Google gives us the following definitions:
GA4 - Automatically collected events
session_start
(app, web) - when a user engages the app or website
user_engagement
(app, web) - periodically, while the app is in the foreground or the webpage is in focus
With params: engagement_time_msec
GA4 - How the number of sessions is calculated
Sessions
: The number of sessions that began on your site or app (the session_start event was triggered).
App session timeout duration
: An app session begins to time out when an app is moved to the background, but you have the option to extend that session by including an extend_session parameter (with a value of 1) with events you send while the app is in the background. This is useful if your app is frequently used in the background, (e.g. as with navigation and music apps.) Change the default timeout of 30 minutes for app sessions via the setSessionTimeoutDuration
method.
Engaged sessions
: The number of sessions that lasted 10 seconds or longer, or had 1 or more conversion events or 2 or more page views.
GA4 Dashboard
Monthly (28-day), Weekly (7-day), and Daily (1-day) Active Users
for the date range, including fluctuation by percentage from the previous date range. An active user has engaged with an app in the device foreground, and has logged a user_engagement event.
Daily user engagement
- Average daily engagement per user for the date range, including the fluctuation by percentage from the previous date range.
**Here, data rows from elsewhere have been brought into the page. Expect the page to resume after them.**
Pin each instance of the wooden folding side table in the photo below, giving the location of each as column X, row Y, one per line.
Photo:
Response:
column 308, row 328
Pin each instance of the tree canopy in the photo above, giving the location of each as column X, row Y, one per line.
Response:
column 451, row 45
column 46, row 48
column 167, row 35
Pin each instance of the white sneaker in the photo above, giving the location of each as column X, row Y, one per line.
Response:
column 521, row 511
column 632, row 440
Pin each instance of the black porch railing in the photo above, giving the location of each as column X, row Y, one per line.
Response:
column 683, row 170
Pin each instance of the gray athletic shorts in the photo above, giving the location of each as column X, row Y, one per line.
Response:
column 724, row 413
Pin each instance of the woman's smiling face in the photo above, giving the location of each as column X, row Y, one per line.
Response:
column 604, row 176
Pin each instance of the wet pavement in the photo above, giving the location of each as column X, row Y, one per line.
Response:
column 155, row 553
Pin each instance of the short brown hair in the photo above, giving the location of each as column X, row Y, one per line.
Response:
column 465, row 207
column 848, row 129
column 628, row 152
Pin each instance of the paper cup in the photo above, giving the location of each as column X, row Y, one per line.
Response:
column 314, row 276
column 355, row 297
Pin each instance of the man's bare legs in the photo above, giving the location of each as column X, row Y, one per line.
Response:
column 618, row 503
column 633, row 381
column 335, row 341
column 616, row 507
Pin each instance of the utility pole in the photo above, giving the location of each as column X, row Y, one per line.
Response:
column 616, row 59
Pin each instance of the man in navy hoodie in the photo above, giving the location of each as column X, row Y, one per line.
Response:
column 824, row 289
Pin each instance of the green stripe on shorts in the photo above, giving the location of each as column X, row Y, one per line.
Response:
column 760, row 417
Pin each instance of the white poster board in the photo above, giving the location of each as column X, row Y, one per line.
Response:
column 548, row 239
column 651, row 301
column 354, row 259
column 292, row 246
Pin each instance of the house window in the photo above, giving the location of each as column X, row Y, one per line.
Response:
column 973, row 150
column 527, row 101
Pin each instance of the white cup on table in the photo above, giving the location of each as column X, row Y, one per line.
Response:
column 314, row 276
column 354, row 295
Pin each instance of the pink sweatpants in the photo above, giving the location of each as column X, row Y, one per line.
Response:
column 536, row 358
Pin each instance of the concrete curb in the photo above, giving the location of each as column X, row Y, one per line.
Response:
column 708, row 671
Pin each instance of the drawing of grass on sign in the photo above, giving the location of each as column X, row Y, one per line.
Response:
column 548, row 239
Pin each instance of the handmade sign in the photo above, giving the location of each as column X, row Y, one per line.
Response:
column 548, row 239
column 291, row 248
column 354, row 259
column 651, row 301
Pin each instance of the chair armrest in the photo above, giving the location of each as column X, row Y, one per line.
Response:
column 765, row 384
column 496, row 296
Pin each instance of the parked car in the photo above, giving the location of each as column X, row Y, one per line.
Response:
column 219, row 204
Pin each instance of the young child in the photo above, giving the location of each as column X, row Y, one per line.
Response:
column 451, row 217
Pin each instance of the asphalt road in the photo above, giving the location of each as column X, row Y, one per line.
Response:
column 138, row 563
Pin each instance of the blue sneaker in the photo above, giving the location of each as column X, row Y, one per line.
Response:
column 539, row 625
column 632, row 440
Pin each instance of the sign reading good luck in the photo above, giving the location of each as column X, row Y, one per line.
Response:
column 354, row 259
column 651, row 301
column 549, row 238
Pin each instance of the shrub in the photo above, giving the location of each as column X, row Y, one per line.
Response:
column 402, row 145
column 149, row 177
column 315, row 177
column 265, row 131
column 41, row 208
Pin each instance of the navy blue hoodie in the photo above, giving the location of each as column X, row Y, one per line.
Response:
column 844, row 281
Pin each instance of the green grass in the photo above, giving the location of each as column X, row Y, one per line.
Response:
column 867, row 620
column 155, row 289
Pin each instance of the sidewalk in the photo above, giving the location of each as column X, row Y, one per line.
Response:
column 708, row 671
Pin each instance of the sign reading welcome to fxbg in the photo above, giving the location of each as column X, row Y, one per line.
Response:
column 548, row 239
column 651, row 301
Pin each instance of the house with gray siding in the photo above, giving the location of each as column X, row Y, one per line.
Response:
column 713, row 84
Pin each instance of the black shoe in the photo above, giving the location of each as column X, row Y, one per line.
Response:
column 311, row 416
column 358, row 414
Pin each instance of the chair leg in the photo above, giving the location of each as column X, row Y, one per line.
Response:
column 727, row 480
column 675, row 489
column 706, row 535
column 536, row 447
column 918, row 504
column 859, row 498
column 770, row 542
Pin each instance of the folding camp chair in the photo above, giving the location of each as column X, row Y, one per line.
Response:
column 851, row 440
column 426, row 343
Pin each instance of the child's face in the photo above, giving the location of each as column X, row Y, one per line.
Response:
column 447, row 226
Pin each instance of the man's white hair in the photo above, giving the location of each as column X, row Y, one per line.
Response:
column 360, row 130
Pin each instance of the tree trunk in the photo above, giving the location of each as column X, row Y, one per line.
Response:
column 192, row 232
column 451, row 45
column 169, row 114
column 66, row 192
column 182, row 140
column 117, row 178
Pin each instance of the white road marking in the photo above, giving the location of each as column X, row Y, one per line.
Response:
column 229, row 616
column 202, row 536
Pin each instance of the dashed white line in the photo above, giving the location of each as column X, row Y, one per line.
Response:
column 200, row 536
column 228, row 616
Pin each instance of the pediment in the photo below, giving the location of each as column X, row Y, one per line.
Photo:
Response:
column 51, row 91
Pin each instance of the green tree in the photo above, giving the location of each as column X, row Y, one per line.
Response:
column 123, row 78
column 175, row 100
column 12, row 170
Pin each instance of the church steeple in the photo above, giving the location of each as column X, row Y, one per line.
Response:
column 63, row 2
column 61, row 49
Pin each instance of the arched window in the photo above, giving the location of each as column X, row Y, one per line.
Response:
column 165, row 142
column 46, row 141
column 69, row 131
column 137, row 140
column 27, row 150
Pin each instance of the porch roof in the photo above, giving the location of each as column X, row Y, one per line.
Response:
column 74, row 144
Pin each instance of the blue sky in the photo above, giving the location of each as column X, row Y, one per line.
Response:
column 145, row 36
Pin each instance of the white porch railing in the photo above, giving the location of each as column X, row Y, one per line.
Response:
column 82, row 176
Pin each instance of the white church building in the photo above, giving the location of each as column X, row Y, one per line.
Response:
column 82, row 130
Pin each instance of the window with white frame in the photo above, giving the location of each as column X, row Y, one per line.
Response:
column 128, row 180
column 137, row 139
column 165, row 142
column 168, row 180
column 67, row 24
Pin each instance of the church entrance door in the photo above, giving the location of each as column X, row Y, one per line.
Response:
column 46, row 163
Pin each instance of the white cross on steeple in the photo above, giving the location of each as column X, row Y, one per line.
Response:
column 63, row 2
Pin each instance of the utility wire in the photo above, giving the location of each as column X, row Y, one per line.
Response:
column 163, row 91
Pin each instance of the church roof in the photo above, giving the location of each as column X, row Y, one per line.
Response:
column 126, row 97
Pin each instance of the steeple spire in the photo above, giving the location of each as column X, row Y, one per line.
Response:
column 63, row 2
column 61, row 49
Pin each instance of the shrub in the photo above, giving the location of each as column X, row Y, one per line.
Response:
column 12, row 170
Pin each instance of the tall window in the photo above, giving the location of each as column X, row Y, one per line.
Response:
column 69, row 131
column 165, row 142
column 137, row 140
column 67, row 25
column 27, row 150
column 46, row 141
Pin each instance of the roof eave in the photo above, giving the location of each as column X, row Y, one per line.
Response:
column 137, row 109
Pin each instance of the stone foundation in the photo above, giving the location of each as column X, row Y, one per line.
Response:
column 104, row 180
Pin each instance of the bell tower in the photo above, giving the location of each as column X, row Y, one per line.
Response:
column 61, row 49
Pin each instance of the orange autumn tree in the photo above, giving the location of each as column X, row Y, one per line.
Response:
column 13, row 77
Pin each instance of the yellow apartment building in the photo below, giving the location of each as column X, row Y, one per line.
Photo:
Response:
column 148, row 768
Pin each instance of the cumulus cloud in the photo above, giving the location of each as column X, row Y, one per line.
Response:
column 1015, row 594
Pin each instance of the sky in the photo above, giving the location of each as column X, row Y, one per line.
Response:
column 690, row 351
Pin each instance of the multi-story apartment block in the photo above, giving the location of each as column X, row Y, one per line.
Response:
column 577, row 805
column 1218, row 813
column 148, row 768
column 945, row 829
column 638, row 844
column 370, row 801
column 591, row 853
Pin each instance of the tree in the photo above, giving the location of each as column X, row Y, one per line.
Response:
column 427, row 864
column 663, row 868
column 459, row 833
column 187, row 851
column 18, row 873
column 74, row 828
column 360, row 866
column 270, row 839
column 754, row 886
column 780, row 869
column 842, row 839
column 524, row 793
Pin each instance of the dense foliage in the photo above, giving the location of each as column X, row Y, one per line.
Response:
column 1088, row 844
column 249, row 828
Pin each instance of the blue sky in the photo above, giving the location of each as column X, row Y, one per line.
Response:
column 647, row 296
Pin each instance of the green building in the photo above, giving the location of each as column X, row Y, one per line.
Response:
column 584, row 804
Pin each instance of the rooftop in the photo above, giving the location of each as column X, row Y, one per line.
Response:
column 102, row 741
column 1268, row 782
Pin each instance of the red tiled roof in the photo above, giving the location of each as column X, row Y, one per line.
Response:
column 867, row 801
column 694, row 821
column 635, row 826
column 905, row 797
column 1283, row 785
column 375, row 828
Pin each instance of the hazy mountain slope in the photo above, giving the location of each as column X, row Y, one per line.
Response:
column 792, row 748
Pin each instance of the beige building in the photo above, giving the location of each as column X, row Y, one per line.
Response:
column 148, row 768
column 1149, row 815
My take on the definitions:
Based on the supporting GA4/Firebase documents, I (re-)summarized the definitions for each of the metrics below. It is very important to state that only the unique users should be counted over each of the metrics (given selected date range). No need to UNNEST
as we are already querying at the event_name
-level, not for example the event_parameter
-level.
- 1-day active users: A 1-day unique active user has engaged with an app in the device foreground AND has logged a
user_engagement
event within the last 1-day period (given selected date range).
- 7-day active users: A 7-day unique active user has engaged with an app in the device foreground AND has logged a
user_engagement
event within the last 7-day period (given selected date range).
- 28-day active users: A 28-day unique active user has engaged with an app in the device foreground AND has logged a
user_engagement
event within the last 28-day period (given selected date range).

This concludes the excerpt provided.